The National Audit Office is expected to release its damning assessment of the MoD's 20 biggest projects on Friday, heaping pressure on the embattled Defence Minister, Geoff Hoon.

The report will come at a critical time for Mr Hoon. Last week he was forced to apologise to the widow of a British tank commander who died in Iraq because of an equipment shortage. Next week the Hutton report is due to be published. Mr Hoon has admitted that he may not survive the fallout.

The NAO report will also increase tensions between the MoD and the Treasury. Chancellor Gordon Brown has in recent months become frustrated by the MoD's demands for more money to shore up its troubled projects.

Four projects will be singled out for particular criticism in the report: Astute, Nimrod, Eurofighter-Typhoon and Brimstone.

The Astute project, to supply the Royal Navy with a fleet of submarines capable of operating for 25 years without refuelling, was supposed to be completed this year. But it ran into trouble during its design, and the first submarine will now be delivered in 2008. BAE, the contractor, has already made a £250m provision against it.

The contract for the Nimrod project, to provide the armed forces with a new maritime patrol aircraft, was originally signed with BAE in 1996. But the MoD was forced to renegotiate it in 1999 after technical problems. The aircraft will now not be delivered until the end of 2005; BAE has been forced to make nearly 700 people working on the project redundant.

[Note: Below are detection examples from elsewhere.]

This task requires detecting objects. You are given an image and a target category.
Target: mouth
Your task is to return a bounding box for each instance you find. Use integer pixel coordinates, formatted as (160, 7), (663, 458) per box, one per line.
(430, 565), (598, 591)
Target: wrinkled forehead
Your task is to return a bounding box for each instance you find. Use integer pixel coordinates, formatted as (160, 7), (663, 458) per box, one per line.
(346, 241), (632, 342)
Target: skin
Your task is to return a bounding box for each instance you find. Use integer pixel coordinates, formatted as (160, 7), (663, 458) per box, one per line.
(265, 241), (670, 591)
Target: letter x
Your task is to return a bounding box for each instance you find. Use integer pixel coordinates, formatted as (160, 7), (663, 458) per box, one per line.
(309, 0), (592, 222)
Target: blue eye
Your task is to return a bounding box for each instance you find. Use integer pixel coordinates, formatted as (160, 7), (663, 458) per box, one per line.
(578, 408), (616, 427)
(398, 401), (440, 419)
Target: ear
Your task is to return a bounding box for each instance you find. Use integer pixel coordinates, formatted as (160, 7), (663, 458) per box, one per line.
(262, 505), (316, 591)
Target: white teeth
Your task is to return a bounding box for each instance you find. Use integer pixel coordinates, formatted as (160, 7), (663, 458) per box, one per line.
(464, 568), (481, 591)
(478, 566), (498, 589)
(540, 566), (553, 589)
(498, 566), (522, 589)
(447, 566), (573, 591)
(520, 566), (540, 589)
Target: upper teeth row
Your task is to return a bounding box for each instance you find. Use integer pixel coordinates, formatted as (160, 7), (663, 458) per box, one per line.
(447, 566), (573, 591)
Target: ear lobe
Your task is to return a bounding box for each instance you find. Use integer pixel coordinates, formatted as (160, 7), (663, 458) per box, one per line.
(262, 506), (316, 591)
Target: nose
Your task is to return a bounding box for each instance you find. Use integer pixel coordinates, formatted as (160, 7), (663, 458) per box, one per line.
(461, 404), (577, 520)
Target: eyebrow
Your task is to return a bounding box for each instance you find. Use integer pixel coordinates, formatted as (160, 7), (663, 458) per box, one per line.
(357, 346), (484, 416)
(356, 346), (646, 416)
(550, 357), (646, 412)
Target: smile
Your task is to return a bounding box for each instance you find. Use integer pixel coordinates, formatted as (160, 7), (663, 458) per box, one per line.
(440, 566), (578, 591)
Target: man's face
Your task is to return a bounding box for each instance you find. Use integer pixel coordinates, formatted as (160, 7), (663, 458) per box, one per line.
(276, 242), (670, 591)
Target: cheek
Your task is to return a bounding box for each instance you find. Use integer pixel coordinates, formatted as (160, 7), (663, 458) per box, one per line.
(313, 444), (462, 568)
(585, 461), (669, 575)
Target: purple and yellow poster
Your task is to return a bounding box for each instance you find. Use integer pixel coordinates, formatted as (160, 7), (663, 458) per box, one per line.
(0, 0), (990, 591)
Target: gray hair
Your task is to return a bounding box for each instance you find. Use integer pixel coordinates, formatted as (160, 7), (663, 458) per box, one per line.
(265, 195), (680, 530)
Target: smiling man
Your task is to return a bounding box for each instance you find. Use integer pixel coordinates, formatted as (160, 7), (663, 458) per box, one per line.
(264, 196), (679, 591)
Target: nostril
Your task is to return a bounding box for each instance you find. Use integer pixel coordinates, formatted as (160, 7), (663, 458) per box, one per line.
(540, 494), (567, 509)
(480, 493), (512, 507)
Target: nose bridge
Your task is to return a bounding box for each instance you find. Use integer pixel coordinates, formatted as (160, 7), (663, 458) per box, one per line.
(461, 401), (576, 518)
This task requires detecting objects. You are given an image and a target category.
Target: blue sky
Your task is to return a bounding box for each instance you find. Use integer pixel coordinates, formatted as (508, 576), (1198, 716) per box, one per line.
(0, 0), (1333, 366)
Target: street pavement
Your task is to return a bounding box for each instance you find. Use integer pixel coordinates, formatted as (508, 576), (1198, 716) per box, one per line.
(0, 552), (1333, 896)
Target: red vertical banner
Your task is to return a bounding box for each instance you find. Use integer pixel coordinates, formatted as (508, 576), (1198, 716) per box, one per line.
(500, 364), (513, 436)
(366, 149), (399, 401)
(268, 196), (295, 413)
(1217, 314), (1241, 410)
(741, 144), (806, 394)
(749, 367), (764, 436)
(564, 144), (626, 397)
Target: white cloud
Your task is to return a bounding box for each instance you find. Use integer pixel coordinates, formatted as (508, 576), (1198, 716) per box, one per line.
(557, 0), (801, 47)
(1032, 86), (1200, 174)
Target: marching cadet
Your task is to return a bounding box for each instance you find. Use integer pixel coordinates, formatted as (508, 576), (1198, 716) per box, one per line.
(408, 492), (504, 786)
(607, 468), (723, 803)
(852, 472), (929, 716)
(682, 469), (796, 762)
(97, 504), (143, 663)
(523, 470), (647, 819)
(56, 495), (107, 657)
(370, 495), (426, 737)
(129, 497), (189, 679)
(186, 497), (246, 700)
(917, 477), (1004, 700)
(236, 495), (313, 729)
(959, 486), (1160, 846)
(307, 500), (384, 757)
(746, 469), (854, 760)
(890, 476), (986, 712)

Together, Astute and Nimrod have cost the taxpayer an extra £700m.

The Eurofighter-Typhoon combat jet, jointly developed by BAE and the European group EADS, will come in for particular criticism from the NAO. The £18.6bn project was scheduled to be completed in 1998. The date was pushed back to 2001 after technical glitches emerged. The RAF received its first plane in July, but it was immediately grounded after its brakes developed a fault. The planes are not expected to be in operation until 2006.

The RAF has suffered another setback with the Brimstone missile project - running 13 months behind schedule. Intended to replace the cluster bomb, the new weapon is due for delivery later this year. It is being developed by MBDA, a company owned by BAE, EADS and Italy's Finmeccanica.

The NAO report will, however, say that newer MoD projects developed under the so-called "smart procurement" system are less prone to delays. Smart procurement allows the greater involvement of front-line armed forces staff on big capital projects.